I stand for quality design clothing that is expensive and doesn’t just get thrown away. You don’t just throw away jeans worth 500 EUR. Before I buy something, I try to understand whether I’ll keep it and if I really need it.
However, people continue buying cheap fast fashion. This is a truly stupid trend.
Perhaps because they’re not ready to pay such large sums?
Instead of buying, say, three dresses from Zara and then spending all summer running into people wearing the same clothes, you could choose one high-quality designer piece. The math only takes five minutes!
How can people be motivated to choose local designers instead of Mango made in China or Zara made in Turkey?
To be honest, I have no idea!
The Netherlands, Sweden and Denmark no longer have large production sites. They are all in Asia. But here in the Baltics, we still have small production units that can create good, high-quality things.

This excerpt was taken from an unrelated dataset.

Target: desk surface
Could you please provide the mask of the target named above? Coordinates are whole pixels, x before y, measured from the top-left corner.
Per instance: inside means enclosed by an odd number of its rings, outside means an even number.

I myself am a great fan of Estonian fashion designers. The Estonian fashion scene is really big right now. There are a lot of good designers, and it is hard to single any one out.

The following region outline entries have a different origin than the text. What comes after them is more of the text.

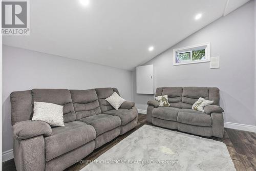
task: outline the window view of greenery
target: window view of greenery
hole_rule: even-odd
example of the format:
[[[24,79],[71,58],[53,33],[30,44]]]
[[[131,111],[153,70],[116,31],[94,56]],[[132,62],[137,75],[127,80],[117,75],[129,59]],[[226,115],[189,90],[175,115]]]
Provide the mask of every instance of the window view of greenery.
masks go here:
[[[192,51],[192,60],[205,59],[205,49]]]
[[[190,59],[190,52],[184,52],[178,54],[176,58],[177,62],[180,62],[184,60]]]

Everything lies in public awareness.
Perhaps the solution could be online stores for local designers that would serve as a source of information at the same time...?
It’s possible! That’s why I’m sure Fits.me is going to be a hit– virtual fitting rooms – software developed by an Estonian company. Otherwise internet stores are not the best place to choose clothing. With the help of this software, however, by entering your data, the virtual mannequin will demonstrate how the clothing will look on the wearer. I’m also now thinking about adapting my design products for online fitting.
What should your creative climate be like? The environment you work in?
I don’t need one. To me, the most important is my independence and freedom to do what I really like to do.
For a long time, I chose to work only with alternative projects, but I was also invited to collaborate with a classical dramatic theatre. For the past two years, it has been interesting to observe how these two worlds coexist and where they meet. I work in a classical dramatic theatre, where innovative experiments take place. And I also experiment in my work.
I consider creativity to be a part of our lives, part of us – you only need to sit down and start working. It’s a natural process. I don’t wait for inspiration and I have no rituals.
You are practical! (?)
Very! Others say that I am a bit of a hippie, but I'm actually practical!